The bottom line is, as long as animal shelters house homeless pets while would-be pet guardians are buying pets from pet animal retailers, the problem of pet overpopulation exists. It’s one of those inconvenient truths: creating demand while a supply is being euthanized directly contributes to pet overpopulation.
Debbie Nelson, executive director with Calgary-based MEOW Foundation states matter-of-factly, “The result of pet overpopulation is needless suffering and cruelty — period.”
Debbie explains, not only are cats the most needy, the most neglected and most numerous of all other companion animals put together, they’re also most at risk for becoming the so-called “surplus animals” that get euthanized when shelters overcrowd and sufficient adoptive homes can’t be found.
“At MEOW, we say spay and neuter is at the heart of everything we do, but this has to walk hand-in-hand with responsible pet ownership, says Debbie. “We need people to understand that allowing their animals to breed is contributing to the fact that some animals who are waiting in shelters don’t have that opportunity to be adopted.

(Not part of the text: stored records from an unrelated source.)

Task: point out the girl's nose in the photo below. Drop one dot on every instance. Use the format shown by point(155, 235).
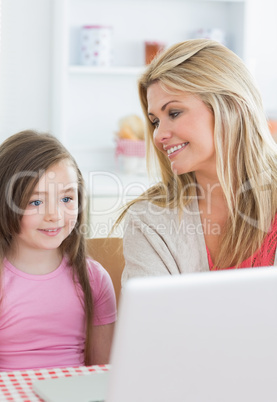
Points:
point(53, 213)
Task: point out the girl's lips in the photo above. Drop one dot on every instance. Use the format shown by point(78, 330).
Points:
point(50, 232)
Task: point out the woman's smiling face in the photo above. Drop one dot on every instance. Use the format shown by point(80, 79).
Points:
point(184, 129)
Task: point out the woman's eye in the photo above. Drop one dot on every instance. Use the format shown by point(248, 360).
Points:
point(155, 123)
point(36, 203)
point(66, 199)
point(174, 114)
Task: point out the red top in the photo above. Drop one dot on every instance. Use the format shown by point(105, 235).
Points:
point(263, 257)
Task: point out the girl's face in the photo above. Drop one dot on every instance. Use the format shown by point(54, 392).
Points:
point(52, 211)
point(184, 130)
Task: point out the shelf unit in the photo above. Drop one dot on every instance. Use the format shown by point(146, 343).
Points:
point(89, 101)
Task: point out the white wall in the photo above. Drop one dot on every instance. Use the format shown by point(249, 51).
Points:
point(25, 65)
point(261, 49)
point(26, 60)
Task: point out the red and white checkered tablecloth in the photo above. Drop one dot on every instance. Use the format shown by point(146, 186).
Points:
point(17, 385)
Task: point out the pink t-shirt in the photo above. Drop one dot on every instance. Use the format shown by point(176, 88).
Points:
point(261, 258)
point(42, 321)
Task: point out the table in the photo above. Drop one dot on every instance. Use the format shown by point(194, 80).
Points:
point(17, 385)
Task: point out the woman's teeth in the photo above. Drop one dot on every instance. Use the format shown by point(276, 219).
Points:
point(173, 149)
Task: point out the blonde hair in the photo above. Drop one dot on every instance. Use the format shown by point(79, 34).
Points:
point(26, 156)
point(245, 151)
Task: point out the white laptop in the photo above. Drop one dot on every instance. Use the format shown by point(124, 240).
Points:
point(202, 337)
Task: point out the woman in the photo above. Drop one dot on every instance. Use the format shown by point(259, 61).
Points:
point(215, 207)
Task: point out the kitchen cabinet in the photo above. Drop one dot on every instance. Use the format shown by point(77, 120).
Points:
point(89, 101)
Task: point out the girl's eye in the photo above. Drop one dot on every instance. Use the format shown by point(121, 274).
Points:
point(36, 203)
point(66, 199)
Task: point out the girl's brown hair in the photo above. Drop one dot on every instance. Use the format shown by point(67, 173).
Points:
point(24, 158)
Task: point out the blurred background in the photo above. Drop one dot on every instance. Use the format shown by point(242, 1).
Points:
point(71, 67)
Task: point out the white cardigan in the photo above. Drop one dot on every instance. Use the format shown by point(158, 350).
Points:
point(158, 241)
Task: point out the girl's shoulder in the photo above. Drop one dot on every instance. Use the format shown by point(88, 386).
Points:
point(99, 278)
point(97, 273)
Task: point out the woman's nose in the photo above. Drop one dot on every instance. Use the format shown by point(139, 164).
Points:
point(162, 133)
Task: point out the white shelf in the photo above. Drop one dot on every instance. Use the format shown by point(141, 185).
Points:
point(116, 70)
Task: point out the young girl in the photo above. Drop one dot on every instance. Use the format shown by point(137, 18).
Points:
point(57, 306)
point(216, 204)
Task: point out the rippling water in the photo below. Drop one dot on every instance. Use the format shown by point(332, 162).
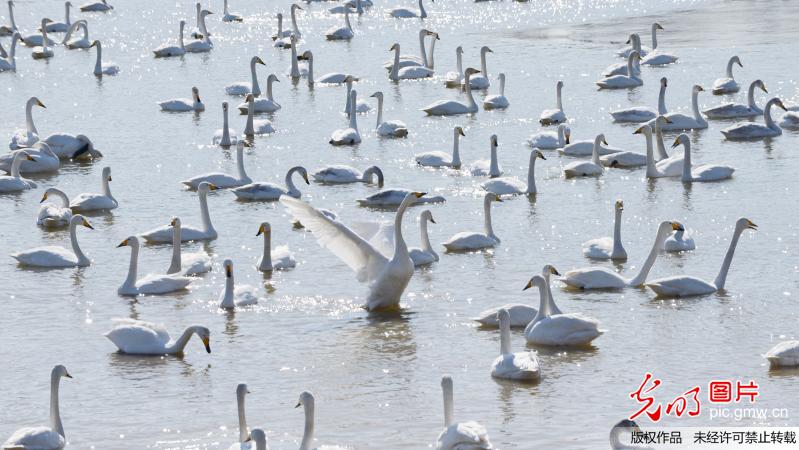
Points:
point(376, 380)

As much as we try our very best to effectively re-home lost or surplus pet animals, the fact is, there isn’t always a happy outcome for homeless pets.”
According to the Canadian Federation of Humane Societies, (CFHS) the number of animals brought in to shelters in Canada has increased since 2008. The data comes from a report released last fall featuring the 2012 national animal shelter statistics, a voluntary and first time collaboration of data collection from 102 shelters designed to measure and improve the welfare of companion animals in Canada.
In 2012 more than 119,000 cats, 53,000 dogs and 15,000 other animals were taken in and cared for by Canadian shelters. (This is a conservative number and only represents the 102 shelters who responded to the CFHS shelter statistics survey which did not include all of the humane societies, SPCAs, municipal pounds and other organizations that care for animals across the country.)
As a matter of policy, most pet animal shelters spay or neuter animals in their care before adoption; in 2012, this policy accounted for more than 22,000 cats and 10,000 dogs being spayed and neutered by shelter organizations re-homing pet companions.
“Only four per cent of cats brought into shelters were reclaimed by owners compared to 26 per cent of dogs,” says Dr. Toolika Rastogi, policy and research manager at CFHS. “We strongly encourage everyone, members of the public and shelters, to use a permanent method of identification to ensure that lost animals are reunited with their families.”
Although “it is rare for a shelter to euthanize healthy animals,” assures Dr. Rastogi, (only three per cent of healthy cats and one per cent of healthy dogs were euthanized in shelters in 2012) the fact remains that “euthanasia is the starkest reality of companion animal overpopulation due to a lack of responsible pet ownership,” Dr. Rastogi says.
Nationally, some 41 per cent of cats and 15 per cent of dogs who found their way to shelters were euthanized in 2012. Still, this rate is an improved decrease from the mid-1990s when shelter animal euthanasia rates were closer to 60 per cent for cats and 30 per cent for dogs.
“We do believe we need to support our communities, and like other homeless pet shelters, the MEOW Foundation is making an impact in Calgary, helping our communities access spay and neuter surgeries for their pets,” says Debbie.
“In 2013, we subsidized over 1,300 surgeries for Calgarians who needed assistance to get their cats spayed or neutered; and if people are feeding feral cats, our program is completely free.”
And yet, for all Bob Barker’s and now Drew Carey’s reminders (Drew Carey took over as host of The Price is Right in 2007), only a tiny number of pets (seven per cent of dogs and five per cent of cats) entering shelters are already spayed or neutered.
Ladies and gentlemen, help control the pet population: have your pets spayed or neutered and consider adoption first when welcoming a new pet into the family.